Core skills (The role will be focused on these skills so we would expect existing experience or a demonstrable desire to learn these)
- Familiarity with Cloud Infrastructure (GCP, AWS).
- Implementing "Infrastructure as Code" (Terraform or similar technologies)
- Managing Kubernetes and Docker environments.
- Knowledge of monitoring and alerting technologies.
- Knowledge of CI/CD systems.
- Strong programming skills (Golang, Pyhton, Bash).
- Interest in using and contributing to Open Source tools.
- Experience with maintaining / deploying machine learning models in production.
Share options to align you with the long-term success of the company.
Exciting phase of fast-paced start-up challenges with an ambitious team and unlimited potential for professional growth.
Access to discounted lunches, gyms, shopping and cinema tickets.
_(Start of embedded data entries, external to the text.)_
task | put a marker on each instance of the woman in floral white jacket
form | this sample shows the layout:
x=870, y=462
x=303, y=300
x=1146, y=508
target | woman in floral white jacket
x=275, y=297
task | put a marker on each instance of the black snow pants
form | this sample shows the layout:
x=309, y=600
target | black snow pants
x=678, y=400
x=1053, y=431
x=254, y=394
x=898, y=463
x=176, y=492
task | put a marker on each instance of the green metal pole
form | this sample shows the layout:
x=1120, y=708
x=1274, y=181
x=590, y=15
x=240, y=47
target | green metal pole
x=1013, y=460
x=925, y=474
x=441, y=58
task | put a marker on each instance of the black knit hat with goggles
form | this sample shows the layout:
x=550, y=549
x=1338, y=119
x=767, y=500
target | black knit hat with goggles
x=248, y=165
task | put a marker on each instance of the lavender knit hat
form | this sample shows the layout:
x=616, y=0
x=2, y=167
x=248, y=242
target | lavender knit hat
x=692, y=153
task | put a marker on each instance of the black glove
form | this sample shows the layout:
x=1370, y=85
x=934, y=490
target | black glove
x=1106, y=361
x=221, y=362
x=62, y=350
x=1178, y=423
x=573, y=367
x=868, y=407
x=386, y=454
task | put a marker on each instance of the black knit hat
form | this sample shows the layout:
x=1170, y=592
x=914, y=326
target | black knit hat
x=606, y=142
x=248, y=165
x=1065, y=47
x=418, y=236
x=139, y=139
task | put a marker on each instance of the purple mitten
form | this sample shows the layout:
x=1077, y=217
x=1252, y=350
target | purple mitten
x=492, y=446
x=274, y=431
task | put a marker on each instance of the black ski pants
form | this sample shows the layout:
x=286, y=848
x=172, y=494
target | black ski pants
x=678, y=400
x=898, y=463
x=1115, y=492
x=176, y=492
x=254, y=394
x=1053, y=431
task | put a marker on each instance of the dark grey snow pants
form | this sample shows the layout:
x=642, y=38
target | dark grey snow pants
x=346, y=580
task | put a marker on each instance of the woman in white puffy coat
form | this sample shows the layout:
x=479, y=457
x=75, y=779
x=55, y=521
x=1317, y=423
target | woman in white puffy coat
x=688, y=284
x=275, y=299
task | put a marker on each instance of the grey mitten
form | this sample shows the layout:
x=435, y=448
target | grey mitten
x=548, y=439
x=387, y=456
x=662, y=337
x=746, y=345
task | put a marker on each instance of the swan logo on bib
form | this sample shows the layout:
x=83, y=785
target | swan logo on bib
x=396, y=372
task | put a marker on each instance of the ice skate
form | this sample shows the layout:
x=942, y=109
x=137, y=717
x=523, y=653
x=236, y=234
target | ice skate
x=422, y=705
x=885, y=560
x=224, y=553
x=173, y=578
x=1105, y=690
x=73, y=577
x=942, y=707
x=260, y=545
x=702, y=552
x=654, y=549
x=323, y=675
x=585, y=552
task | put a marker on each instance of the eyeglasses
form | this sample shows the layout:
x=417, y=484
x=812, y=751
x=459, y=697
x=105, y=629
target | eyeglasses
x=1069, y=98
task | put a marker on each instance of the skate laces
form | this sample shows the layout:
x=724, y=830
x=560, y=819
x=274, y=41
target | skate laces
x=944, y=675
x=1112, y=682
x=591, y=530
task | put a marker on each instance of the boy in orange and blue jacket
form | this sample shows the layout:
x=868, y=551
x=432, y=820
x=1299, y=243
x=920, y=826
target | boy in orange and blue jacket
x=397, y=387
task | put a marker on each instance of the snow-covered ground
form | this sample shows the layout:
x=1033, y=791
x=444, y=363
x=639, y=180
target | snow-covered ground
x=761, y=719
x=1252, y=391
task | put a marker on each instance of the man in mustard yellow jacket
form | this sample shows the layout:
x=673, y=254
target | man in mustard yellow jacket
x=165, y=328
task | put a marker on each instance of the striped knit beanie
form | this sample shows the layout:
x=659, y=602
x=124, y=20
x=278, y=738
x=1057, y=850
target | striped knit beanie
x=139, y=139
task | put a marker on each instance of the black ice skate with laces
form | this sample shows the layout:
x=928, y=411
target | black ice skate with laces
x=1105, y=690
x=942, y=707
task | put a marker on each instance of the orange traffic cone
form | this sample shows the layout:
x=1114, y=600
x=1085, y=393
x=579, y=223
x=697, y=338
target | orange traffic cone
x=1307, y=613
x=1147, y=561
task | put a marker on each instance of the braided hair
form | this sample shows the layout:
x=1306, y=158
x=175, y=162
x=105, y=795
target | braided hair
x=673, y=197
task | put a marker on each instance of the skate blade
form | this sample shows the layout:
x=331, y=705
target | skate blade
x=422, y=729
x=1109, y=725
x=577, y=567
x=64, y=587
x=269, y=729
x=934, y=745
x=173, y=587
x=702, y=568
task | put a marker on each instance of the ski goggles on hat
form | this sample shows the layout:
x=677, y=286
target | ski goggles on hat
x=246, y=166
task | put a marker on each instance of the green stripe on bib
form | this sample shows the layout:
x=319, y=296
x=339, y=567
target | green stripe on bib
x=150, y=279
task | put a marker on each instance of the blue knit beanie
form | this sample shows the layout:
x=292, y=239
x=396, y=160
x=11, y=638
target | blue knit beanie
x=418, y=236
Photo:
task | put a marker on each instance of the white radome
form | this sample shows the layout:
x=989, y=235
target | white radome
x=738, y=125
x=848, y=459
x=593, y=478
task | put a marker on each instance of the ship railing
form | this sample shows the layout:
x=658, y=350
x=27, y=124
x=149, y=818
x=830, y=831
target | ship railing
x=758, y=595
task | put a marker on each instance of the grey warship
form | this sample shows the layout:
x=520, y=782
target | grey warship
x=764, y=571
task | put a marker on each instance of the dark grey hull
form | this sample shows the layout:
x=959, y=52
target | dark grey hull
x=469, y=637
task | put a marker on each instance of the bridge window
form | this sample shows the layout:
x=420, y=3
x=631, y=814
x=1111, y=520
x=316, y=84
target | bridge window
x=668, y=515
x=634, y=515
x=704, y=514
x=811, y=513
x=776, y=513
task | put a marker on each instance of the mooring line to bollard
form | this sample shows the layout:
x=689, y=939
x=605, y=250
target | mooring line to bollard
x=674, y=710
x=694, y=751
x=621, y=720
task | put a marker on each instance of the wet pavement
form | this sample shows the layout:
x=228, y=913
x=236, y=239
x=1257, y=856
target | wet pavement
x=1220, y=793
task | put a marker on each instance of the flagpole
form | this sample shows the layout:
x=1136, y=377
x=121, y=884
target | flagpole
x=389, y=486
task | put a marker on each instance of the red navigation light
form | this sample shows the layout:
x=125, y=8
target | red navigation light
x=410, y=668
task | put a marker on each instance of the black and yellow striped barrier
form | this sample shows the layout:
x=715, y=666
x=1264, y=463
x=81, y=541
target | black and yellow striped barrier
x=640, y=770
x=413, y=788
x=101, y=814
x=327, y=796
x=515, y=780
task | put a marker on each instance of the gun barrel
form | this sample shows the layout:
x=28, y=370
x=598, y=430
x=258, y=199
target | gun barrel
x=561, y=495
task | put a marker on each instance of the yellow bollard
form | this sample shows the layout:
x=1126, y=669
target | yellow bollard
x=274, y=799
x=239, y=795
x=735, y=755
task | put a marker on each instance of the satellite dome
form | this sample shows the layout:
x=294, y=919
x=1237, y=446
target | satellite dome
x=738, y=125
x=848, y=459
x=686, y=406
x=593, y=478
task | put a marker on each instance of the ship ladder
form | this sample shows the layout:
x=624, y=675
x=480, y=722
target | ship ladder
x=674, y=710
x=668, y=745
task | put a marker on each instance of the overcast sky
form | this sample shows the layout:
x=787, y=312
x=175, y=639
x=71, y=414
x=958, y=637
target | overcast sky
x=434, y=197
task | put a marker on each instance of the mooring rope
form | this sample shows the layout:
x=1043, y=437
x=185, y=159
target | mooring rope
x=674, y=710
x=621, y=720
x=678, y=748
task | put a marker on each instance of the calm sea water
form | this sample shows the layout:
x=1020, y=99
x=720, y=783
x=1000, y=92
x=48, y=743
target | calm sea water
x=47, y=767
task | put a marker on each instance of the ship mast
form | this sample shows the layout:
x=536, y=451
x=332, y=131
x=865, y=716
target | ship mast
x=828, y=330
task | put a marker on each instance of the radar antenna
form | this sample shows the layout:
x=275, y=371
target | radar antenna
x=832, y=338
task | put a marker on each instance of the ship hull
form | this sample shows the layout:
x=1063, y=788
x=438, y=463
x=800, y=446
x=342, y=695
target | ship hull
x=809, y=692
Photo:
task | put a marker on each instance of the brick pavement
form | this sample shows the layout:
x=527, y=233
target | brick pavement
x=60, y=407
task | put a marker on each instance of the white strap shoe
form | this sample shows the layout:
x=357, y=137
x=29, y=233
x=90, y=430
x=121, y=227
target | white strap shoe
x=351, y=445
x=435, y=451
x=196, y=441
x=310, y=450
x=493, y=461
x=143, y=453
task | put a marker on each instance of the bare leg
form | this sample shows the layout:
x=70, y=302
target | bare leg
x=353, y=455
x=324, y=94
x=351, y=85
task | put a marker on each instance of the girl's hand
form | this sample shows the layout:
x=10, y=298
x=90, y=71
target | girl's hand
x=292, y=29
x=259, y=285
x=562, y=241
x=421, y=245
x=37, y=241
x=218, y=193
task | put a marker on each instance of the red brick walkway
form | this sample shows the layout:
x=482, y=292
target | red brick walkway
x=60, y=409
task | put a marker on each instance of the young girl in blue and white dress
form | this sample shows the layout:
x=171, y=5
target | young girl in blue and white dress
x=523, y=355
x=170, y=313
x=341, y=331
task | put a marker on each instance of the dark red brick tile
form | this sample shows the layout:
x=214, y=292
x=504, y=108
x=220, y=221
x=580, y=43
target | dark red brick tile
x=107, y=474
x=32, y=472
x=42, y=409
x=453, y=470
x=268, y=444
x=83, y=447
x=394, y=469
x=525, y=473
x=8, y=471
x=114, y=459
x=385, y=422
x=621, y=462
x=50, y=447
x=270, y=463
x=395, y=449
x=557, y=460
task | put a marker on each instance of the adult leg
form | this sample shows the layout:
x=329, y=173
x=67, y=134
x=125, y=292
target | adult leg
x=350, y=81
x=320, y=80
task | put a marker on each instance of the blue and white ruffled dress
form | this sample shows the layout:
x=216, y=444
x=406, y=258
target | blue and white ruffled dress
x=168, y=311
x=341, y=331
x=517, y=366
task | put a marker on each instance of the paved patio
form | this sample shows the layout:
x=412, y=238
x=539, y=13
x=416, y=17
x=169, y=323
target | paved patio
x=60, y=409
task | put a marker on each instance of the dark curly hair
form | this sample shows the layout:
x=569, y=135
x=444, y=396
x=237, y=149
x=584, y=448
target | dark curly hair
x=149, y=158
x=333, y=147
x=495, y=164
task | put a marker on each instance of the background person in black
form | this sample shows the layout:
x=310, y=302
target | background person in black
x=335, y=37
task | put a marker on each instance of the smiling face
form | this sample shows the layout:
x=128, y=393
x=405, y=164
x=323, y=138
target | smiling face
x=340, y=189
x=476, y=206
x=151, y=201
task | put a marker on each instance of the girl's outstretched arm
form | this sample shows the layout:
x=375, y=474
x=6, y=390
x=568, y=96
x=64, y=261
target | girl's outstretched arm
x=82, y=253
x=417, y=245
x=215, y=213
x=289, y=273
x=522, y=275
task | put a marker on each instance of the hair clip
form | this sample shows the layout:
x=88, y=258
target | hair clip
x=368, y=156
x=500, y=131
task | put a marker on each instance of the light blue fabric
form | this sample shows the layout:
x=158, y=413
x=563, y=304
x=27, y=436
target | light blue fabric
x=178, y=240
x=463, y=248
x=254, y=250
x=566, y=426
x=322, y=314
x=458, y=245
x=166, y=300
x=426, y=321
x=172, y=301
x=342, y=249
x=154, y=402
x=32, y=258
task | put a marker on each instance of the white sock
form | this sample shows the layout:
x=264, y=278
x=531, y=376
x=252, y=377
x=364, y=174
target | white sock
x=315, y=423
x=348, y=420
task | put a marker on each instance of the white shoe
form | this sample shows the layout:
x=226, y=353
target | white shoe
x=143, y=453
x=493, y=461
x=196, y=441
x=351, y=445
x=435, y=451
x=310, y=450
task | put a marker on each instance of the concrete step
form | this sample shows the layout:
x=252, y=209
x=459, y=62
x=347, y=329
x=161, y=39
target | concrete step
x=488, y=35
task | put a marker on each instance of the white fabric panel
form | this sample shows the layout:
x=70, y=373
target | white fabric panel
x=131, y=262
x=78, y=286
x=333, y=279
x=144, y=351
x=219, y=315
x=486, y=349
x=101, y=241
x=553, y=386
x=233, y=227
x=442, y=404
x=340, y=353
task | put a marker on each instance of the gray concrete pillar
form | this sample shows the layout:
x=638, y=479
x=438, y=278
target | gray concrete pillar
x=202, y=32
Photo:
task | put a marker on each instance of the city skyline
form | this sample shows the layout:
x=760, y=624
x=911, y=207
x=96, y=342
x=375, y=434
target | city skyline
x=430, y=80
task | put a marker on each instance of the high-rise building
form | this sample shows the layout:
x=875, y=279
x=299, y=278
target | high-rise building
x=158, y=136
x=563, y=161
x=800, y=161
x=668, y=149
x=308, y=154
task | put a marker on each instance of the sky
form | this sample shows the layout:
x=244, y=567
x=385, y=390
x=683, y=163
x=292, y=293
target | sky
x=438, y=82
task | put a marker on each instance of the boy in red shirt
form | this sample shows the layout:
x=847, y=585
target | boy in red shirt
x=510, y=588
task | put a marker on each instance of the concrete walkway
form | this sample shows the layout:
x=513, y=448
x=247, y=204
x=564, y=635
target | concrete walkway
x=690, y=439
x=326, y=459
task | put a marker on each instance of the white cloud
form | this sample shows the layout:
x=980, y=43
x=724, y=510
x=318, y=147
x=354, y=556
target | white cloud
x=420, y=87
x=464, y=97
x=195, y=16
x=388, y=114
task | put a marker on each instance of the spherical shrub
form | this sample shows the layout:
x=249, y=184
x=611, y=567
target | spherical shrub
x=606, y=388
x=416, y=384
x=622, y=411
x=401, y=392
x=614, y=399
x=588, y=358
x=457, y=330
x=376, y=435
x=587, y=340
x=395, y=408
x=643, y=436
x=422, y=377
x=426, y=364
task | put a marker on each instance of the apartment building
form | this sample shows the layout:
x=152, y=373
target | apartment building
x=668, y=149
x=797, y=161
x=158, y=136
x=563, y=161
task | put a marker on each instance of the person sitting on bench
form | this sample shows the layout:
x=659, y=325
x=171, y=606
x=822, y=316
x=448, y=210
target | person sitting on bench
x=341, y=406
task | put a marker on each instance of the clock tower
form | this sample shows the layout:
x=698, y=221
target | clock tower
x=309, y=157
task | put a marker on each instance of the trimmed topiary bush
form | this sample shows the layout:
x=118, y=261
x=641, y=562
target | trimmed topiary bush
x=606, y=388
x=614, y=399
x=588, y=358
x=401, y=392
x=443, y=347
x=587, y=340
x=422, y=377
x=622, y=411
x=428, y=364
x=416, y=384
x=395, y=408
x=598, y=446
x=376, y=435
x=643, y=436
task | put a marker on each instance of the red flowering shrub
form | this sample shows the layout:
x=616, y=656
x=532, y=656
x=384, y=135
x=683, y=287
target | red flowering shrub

Flexible work-from-home policy.
Cycle To Work Scheme.
Our interview process is normally a phone interview, a coding task, and 2-3 hours of final interview (carried out virtually). We promise not to ask you any brain teasers or trick questions. We might design a system together on a whiteboard, the same way we often work together, but we won’t make you write code on one. Our recruitment process has an average length of 3 weeks.